For me it was terrible, to raise this little woman at once so fragile, helpless.
roles were reversed! This woman who had worked so well for me when I was little (and after too!) Now depended on me. It broke my heart, but I was still happy to be there, give him a little of everything she gave me. I still remember, in April 2009, I had the flu, my mom was already in its final months, but despite that, she had found the strength to make me chicken soup and rice, when my father came to carry me soup, then I cried, I could not believe it still, in her condition, she still thought of her children! September 9, 2009, the day before his death, I have prepared this famous chicken soup and rice, it was the first time I fesais, she ate a little, it was his last meal! In the evening, his condition deteriorated, a nurse came, gave him an injection of morphine and medicine for his lungs clear, later in the night, I gave him his last injection, before she leaves, the morning of September 10, around 8:20, already to 7am, his legs were cold ... it was already beginning to leave quietly.

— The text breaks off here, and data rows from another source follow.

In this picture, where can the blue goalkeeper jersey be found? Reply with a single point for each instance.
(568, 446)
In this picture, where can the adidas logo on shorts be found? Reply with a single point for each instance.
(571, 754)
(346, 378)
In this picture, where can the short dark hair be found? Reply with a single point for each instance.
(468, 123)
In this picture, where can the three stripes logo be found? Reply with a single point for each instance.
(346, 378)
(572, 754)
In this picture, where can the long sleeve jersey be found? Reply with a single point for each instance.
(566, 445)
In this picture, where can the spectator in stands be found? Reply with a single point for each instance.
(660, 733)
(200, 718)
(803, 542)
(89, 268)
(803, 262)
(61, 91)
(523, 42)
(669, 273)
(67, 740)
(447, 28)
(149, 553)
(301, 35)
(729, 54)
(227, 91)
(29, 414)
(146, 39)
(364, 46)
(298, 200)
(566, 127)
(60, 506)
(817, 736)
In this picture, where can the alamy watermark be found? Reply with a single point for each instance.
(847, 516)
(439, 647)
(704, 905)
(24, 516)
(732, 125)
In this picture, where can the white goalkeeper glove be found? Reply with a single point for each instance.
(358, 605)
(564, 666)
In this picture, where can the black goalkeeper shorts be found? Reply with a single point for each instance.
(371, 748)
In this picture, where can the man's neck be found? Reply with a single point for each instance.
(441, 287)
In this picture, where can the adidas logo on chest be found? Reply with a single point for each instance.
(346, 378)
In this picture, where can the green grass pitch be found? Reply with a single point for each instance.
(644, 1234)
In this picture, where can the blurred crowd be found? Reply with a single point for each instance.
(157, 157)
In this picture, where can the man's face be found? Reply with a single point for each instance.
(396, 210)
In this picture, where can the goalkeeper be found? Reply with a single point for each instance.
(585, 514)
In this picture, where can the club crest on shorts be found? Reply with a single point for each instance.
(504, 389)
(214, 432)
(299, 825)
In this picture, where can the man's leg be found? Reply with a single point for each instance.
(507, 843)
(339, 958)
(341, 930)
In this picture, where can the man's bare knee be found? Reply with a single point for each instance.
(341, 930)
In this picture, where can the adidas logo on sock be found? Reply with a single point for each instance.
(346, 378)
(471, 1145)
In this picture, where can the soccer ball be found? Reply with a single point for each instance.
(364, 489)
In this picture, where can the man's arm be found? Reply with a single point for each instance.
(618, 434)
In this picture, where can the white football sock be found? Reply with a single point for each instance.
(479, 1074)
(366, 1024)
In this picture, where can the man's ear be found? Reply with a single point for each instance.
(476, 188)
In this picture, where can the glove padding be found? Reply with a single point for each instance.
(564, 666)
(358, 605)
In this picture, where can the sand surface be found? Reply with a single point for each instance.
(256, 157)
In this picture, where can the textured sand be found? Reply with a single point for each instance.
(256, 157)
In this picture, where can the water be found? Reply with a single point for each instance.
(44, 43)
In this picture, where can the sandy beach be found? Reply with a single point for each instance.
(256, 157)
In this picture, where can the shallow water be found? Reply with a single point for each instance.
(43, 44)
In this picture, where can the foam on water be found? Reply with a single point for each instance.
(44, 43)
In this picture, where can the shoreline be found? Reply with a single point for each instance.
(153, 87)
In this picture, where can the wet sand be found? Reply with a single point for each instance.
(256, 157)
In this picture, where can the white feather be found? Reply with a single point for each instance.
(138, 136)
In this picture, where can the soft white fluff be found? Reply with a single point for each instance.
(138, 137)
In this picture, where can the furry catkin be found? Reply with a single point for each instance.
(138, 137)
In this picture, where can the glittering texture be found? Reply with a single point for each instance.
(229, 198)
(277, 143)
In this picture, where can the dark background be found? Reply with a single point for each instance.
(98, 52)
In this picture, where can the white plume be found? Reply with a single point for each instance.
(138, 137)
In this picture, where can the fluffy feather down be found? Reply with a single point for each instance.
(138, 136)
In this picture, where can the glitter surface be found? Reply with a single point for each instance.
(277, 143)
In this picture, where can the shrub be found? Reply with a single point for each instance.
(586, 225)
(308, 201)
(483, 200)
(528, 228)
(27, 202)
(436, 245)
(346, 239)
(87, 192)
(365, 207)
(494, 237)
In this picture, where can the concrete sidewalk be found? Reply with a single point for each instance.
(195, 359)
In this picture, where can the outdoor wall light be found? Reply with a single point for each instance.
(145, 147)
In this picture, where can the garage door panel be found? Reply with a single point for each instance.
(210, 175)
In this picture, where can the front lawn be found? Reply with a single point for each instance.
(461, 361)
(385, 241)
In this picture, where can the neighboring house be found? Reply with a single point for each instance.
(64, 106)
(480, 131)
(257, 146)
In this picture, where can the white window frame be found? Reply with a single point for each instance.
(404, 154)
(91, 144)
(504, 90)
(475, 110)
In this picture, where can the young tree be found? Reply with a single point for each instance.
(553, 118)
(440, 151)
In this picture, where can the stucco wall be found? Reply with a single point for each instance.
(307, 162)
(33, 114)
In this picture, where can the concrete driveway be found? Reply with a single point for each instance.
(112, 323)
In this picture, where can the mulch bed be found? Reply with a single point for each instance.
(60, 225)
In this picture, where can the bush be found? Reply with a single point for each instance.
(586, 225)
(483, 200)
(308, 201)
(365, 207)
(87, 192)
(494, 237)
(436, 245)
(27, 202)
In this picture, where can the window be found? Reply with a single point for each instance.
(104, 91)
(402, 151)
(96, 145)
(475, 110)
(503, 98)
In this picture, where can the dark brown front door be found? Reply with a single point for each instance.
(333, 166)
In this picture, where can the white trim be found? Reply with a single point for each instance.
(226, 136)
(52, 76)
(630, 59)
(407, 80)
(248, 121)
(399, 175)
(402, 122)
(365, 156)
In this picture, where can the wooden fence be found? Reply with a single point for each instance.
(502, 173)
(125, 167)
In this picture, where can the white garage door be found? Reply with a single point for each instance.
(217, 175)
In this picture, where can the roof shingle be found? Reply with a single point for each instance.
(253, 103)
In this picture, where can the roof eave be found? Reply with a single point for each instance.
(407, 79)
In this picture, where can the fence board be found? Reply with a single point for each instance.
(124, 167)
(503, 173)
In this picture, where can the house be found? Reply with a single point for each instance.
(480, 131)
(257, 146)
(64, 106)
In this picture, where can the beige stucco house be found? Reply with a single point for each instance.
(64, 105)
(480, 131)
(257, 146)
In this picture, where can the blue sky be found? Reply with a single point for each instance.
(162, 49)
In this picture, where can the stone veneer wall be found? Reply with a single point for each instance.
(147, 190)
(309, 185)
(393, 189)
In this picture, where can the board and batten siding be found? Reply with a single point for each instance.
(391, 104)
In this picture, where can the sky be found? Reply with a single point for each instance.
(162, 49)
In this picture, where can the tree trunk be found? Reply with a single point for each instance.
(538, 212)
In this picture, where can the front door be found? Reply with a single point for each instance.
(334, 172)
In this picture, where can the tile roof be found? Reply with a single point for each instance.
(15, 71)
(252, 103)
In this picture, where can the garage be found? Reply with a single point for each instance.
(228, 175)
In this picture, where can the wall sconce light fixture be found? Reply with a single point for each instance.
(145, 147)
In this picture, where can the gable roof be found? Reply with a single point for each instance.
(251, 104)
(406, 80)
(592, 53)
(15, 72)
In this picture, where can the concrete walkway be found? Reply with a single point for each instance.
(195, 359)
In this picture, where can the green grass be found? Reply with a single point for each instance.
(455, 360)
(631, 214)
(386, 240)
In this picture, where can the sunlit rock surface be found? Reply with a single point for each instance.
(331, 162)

9 months later, that is still fresh in my memory, the last months of his life, will remain strong in my head forever, so I will never forget the first weeks following his death, I had never seen my father cry, it's things that you are deep within you. My father has always been a man "tough", I saw him get his legs broken in an accident and not cry, the only time I saw a semblance of tears, was when he had kidney stones, it parrait it is the most acute physical pain that one can have! Then imagine seeing him weep bitterly every morning for weeks, it was attroce and painful! Life must go on, we know the moments of joy again, we spend quality time with family and friends, but the trouble comes down to heart. Memory is to remember all those people who are dear to us and are very far left, who never return. That is why we must enjoy every moment, every day, with those we love, because nobody knows the hour of his death. We must live every moment fully, as if every day was our last on this earth!


As so aptly Horace's poem: CARPE DIEM!